Ont une taille large, est la cause d’une courte vie. C’est un jeu de mots, c’est une relation inverse entre la longévité et de la largeur de la taille, comme identifié par une récente recherche menée par des scientifiques de l’Imperial College de Londres, en collaboration avec l’Institut allemand de Nutrition Humaine.

Apparemment, les chances de vivre une longue baisse pour le surpoids et l’obésité sont mesurables et prévisibles, grâce à la relation avec la quantité de graisse accumulée sur les hanches.

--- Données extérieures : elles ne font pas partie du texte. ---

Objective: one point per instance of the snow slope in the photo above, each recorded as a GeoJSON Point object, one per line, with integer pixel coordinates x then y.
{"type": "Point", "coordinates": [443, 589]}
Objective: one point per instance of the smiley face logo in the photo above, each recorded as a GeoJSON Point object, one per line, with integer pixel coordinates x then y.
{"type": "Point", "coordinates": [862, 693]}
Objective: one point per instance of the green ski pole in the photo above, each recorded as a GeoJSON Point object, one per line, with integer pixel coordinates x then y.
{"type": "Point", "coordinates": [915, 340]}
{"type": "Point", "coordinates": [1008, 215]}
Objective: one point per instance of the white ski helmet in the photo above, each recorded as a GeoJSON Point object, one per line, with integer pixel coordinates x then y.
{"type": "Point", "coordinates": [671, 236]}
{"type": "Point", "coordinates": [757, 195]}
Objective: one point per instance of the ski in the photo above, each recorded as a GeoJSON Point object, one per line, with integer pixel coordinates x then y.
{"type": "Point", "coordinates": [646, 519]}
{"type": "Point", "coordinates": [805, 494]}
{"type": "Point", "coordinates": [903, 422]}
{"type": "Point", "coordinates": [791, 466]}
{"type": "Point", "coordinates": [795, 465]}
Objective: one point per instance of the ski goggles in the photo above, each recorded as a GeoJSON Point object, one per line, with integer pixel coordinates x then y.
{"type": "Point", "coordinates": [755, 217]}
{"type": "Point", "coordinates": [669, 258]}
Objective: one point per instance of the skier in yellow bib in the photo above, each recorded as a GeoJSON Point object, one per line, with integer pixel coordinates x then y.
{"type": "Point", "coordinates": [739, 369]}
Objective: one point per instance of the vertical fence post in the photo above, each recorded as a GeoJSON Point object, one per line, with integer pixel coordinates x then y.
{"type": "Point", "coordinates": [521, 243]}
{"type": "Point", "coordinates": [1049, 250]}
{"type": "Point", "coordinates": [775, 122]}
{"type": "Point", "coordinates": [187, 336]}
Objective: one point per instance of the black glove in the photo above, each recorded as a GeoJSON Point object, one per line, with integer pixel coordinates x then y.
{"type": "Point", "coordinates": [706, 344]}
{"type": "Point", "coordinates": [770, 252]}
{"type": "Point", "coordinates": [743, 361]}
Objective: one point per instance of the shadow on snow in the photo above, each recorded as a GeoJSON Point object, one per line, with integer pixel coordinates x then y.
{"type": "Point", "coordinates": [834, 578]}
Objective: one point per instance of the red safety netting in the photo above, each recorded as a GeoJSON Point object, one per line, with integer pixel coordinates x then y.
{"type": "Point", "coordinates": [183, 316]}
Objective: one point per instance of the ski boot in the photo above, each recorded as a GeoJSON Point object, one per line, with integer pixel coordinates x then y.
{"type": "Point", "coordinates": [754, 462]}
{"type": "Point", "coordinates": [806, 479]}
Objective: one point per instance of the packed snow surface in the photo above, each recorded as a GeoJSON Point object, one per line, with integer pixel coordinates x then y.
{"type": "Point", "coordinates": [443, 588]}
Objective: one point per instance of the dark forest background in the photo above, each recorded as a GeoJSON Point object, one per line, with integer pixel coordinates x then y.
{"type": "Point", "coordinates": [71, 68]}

Afin de coordonner l’étude, publiée dans le magazine scientifique New England Journal de Médicament, il a été Elio Riboli. Plus de 350 000 personnes dans divers Pays d’Europe, ont été examinées afin d’identifier le type de lien qui existe entre la largeur de la taille et un risque de décès prématuré.

Comme en témoignent les résultats de la recherche, sont suffisants seulement cinq centimètres de tour de taille en excès, par rapport à la moyenne recommandé, afin d’augmenter la probabilité de mourir, dans des pourcentages allant de 17% plus de risques pour les hommes et de 13% pour les femmes. Contrairement à ce qu’on peut raisonnablement penser, n’est pas l’indice de masse corporelle (IMC) de faire de la lumière du danger. Chercheurs ont en effet observé une faible probabilité de survie chez des sujets dont l’indice de masse corporelle n’a pas enregistré les conditions de l’excès de poids, mais qu’ils avaient eu, cependant, un tour de taille trop large.

Pour vous donner une idée de la dangerosité de ce nouveau rapport identifiées par les chercheurs, il suffit de penser qu’une femme avec une taille de 100 a un risque de décès est deux fois supérieur à sa femme du même âge avec un tour de taille de moins de 65 ans. La même situation pour les hommes avec la taille de plus de 120 par rapport à des personnes ayant une taille inférieure à 80 cm. Mais quelle est la cause de cette alarmante de l’association? Selon les scientifiques, à être particulièrement risquée est la graisse qui s’installe sur le tour de taille, un type de graisse viscérale responsable de la libération des endochine, les substances soupçonnées d’être impliquées dans l’apparition du cancer et dans le développement des maladies cardiovasculaires.